Die Corona - Warnapp auf meinem Handy, deren Freigabe sich durch Datenschutzrechtliche Bedenken um einige Wochen verzögerte, zeigt mir an jedem Tag ein niedriges Risiko an.
Die Zahlen klingen hoch, doch im Vergleich zu vielen anderen Ländern, sind sie erfreulich niedrig. Irgendetwas muss wohl richtig gemacht worden sein.
Und ich?
Hat sich für mich irgendetwas verändert?
Noch immer fühle ich mich nur wie ein Beobachter des Ganzen, fühle mich noch immer nicht bedroht.
Auch in meinem Berufsleben hat sich nichts geändert. Noch immer arbeiten wir, meine Kolleginnen und Kollegen so gut es irgend geht getrennt voneinander. Noch immer fühle ich mich dadurch eingeschränkt, weil mir der Kontakt zu ihnen fehlt.
Alles beim alten, könnte man meinen.
Doch nicht ganz, denn tatsächlich hat sich eine einzelne Postkarte mit Urlaubsgrüßen an unser Schwarzes Brett verirrt. Hängt etwas lieblos, mit einer Reißzwecke angepinnt, ganz in der Ecke, damit scheinbar Wichtigeres nicht überdeckt wird.
"Viele Grüße vom Campingplatz Arnumer See, bei Hannover. Das Wetter ist so lala und ziemlich durchwachsen. Ich freue mich, euch bald wiederzusehen. Eure ..."
Auch in unserem Land ist nicht wirklich alles beim Altem.
Nach wochenlangem Lockdown, bei dem wohl so einigen die Decke auf dem Kopf fiel, traten deutliche Lockerungen ein. Ganz freiwillig wurden diese wohl nicht beschlossen, aber die Menschen wurden unruhig, begannen zu murren. Erst leise nur, aber dann hörbarer und einige erschreckend laut.

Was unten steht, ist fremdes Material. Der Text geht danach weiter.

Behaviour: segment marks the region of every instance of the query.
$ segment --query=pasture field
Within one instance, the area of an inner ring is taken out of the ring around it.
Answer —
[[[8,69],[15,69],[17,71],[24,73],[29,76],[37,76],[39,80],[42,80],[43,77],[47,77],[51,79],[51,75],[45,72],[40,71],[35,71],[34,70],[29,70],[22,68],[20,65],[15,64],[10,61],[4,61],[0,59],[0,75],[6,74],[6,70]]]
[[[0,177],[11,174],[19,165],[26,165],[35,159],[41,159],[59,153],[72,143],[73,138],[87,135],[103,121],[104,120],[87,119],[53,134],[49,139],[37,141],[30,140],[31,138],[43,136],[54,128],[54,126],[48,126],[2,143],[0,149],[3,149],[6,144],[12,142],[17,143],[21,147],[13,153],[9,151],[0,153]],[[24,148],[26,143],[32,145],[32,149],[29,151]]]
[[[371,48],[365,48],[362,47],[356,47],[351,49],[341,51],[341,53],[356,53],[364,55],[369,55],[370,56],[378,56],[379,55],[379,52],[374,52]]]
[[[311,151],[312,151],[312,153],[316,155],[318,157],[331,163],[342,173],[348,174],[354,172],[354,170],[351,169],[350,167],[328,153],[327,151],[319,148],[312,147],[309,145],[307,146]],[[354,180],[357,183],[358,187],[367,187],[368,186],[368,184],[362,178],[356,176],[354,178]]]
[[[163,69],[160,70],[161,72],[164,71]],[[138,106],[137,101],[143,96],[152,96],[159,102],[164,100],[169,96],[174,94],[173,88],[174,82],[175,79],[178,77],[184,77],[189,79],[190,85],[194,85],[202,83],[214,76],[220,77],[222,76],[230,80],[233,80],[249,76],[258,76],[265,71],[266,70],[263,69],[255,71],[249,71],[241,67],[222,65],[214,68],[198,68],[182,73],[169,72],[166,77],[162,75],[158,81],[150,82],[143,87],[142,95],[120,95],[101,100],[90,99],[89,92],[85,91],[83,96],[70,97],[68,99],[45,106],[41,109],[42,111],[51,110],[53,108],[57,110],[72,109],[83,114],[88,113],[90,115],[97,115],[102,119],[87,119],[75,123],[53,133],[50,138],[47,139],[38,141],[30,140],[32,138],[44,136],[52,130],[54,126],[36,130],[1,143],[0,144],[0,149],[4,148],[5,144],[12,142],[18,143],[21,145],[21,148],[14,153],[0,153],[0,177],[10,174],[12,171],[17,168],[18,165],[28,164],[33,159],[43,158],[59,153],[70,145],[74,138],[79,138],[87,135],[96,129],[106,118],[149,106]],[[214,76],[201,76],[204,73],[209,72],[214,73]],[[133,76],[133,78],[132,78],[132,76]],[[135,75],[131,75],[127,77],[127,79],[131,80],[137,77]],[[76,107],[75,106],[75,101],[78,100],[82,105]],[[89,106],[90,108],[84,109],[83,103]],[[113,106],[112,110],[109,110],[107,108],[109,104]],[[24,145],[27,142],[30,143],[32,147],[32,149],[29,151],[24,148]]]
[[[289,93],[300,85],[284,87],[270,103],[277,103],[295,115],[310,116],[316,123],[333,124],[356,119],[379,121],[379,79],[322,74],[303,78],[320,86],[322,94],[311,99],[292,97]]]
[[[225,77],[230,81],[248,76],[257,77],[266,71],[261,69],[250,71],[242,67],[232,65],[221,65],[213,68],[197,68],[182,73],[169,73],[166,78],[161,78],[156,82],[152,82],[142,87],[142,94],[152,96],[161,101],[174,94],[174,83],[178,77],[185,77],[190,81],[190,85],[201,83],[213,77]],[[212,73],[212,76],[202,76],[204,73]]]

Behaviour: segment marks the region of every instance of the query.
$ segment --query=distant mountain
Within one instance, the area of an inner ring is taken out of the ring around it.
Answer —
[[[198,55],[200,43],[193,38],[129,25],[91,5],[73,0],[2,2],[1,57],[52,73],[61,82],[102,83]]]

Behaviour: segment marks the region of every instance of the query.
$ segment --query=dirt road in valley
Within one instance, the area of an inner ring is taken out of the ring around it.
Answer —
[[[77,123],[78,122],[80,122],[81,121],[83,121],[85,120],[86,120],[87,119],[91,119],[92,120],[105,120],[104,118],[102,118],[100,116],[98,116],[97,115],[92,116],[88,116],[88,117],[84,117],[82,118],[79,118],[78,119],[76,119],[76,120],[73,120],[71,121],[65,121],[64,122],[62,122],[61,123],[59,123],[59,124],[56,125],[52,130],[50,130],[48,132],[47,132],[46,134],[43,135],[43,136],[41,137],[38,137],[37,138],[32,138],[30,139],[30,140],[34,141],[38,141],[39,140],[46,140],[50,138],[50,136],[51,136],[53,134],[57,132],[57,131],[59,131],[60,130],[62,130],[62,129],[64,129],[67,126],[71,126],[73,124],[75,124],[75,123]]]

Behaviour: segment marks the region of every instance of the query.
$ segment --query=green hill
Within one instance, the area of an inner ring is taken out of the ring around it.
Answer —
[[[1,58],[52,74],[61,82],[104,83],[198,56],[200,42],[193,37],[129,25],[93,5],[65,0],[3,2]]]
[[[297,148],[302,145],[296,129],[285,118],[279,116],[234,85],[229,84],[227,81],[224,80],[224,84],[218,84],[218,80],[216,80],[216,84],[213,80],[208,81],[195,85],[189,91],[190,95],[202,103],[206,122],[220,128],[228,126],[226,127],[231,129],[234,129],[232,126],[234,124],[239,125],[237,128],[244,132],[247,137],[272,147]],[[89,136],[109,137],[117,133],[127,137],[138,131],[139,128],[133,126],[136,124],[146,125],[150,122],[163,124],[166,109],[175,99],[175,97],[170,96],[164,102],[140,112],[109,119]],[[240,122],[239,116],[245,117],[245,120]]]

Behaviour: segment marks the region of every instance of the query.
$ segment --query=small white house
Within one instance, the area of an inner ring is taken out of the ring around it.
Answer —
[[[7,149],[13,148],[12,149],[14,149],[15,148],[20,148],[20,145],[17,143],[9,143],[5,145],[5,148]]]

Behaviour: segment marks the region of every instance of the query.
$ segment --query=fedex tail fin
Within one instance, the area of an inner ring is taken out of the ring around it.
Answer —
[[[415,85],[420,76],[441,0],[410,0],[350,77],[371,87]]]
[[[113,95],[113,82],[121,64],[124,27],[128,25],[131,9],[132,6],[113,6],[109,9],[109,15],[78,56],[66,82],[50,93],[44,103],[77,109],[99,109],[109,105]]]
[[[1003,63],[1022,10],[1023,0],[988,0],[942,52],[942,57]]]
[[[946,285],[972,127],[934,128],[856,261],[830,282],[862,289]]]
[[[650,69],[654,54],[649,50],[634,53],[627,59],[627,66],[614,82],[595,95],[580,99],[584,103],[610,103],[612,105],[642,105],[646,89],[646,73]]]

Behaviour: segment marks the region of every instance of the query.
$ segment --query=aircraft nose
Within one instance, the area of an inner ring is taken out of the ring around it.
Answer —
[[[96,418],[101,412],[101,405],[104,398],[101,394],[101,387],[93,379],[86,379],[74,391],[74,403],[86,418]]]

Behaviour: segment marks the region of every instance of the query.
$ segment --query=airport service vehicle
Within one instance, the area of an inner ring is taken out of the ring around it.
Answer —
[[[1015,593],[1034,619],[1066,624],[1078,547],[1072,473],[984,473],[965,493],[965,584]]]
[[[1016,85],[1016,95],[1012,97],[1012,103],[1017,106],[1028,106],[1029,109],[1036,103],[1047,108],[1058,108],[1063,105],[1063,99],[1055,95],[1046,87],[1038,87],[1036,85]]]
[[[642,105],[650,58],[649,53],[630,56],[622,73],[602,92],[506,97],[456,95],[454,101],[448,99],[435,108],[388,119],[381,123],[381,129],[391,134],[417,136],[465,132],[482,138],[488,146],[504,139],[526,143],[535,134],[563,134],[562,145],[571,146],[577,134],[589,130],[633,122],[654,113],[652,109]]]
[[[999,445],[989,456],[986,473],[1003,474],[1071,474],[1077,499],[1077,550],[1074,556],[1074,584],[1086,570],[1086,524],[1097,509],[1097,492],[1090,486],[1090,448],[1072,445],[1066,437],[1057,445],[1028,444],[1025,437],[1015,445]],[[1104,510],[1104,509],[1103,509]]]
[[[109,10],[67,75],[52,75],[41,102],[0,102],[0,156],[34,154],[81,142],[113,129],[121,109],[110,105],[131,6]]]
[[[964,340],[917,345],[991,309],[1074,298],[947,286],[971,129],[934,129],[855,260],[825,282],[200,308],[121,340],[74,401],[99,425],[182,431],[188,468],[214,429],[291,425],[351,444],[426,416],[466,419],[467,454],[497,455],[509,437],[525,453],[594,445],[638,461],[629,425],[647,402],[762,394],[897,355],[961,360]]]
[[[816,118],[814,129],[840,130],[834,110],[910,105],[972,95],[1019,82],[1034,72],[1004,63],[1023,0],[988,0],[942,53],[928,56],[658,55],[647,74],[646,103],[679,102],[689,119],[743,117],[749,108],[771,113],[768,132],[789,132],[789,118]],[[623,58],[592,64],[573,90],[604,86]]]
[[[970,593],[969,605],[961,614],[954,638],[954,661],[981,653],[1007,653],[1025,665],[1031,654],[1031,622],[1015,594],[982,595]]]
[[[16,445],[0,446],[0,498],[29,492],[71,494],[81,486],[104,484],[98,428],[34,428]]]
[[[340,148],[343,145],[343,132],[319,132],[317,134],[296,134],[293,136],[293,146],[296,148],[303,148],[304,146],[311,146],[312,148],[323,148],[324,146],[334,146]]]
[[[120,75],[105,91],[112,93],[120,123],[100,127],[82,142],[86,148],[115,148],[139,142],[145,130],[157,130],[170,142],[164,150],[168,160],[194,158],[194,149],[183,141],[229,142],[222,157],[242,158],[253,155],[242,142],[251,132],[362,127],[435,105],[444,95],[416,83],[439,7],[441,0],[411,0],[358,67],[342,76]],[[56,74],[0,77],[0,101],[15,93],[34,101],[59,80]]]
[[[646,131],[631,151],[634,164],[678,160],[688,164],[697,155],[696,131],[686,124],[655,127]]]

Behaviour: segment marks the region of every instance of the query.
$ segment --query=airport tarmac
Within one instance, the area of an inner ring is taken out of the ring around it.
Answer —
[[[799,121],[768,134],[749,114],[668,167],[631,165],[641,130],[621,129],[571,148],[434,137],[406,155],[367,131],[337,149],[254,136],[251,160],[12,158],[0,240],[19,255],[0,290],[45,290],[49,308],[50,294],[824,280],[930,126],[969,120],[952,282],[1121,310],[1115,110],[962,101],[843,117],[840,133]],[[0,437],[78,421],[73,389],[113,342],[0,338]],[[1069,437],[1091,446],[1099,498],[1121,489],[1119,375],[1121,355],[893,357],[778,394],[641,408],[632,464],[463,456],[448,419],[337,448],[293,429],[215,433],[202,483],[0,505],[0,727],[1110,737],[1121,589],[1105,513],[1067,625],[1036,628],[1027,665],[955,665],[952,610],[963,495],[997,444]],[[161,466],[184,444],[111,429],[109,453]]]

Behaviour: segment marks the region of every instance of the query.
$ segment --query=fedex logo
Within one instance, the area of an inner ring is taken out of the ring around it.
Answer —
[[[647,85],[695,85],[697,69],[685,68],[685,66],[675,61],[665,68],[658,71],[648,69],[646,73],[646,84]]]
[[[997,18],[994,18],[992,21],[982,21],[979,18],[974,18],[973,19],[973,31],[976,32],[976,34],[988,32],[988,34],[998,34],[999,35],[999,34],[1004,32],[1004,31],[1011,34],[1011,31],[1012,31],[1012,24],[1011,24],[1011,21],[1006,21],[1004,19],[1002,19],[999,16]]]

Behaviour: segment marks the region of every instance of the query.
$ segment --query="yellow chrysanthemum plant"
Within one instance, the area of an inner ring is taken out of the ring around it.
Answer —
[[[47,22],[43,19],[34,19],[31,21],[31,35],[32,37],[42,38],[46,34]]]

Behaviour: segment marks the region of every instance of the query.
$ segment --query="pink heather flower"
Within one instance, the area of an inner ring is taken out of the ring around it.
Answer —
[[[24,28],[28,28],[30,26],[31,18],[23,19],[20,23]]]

Überall im Land wurden kleinere und größere Demonstrationen organisiert von denen, die sich in ihrer, vom Grundgesetz garantierten, persönlichen Freiheit beschnitten sahen. Etwas, was man irgendwo noch verstehen und nachvollziehen kann. Auch wenn ich mich frage, was gibt denen, die auf engem Raum mit anderen zusammenstehen und für die Freiheit demonstrieren, dass Recht die Gesundheit und damit auch die Freiheit anderer zu bedrohen? Trotzdem kann ich die Demonstranten ein wenig verstehen, denn durch die Pandemie wurden einige irrsinnige Gesetze verabschiedet, die zum Teil weder nachvollziehbar und logisch waren und oft an dem zweifeln lässt, was man allgemein hin als Verstand bezeichnet. Einige dieser Gesetze mussten wieder zurückgezogen werden, nicht zuletzt weil sie bar jeder Vernunft waren. So durfte man zum Beispiel auf einer Parkbank sitzen, jedoch nicht dabei lesen. Picknick im öffentlichem Raum war verboten, es sei denn, man hatte die Dinge für den Verzehr direkt vor Ort irgendwo gekauft und nicht von zu Hause mitgebracht. Eis in einer Eisdiele durfte gekauft werden. Der Verzehr musste aber in einem Abstand von mindestens 50 Metern zum Kaufort stattfinden. Ausgenommen war "Das erste Anlecken", dieses durfte noch in der Eisdiele selbst stattfinden. Nur ein paar Beispiele für den Irrsinn, zu dem Menschen fähig sind. Überhaupt gab es von Bundesland zu Bundesland andere Regeln, Ge - und Verbote und wollte man, sofern man überhaupt durfte, die Grenze eines anderen Bundeslandes übertreten, tat man gut daran, sich zuvor zu erkundigen, welche Gesetzte gerade dort herrschten und ob diese überhaupt noch in Kraft waren oder sogar in der Zwischenzeit verschärft wurden.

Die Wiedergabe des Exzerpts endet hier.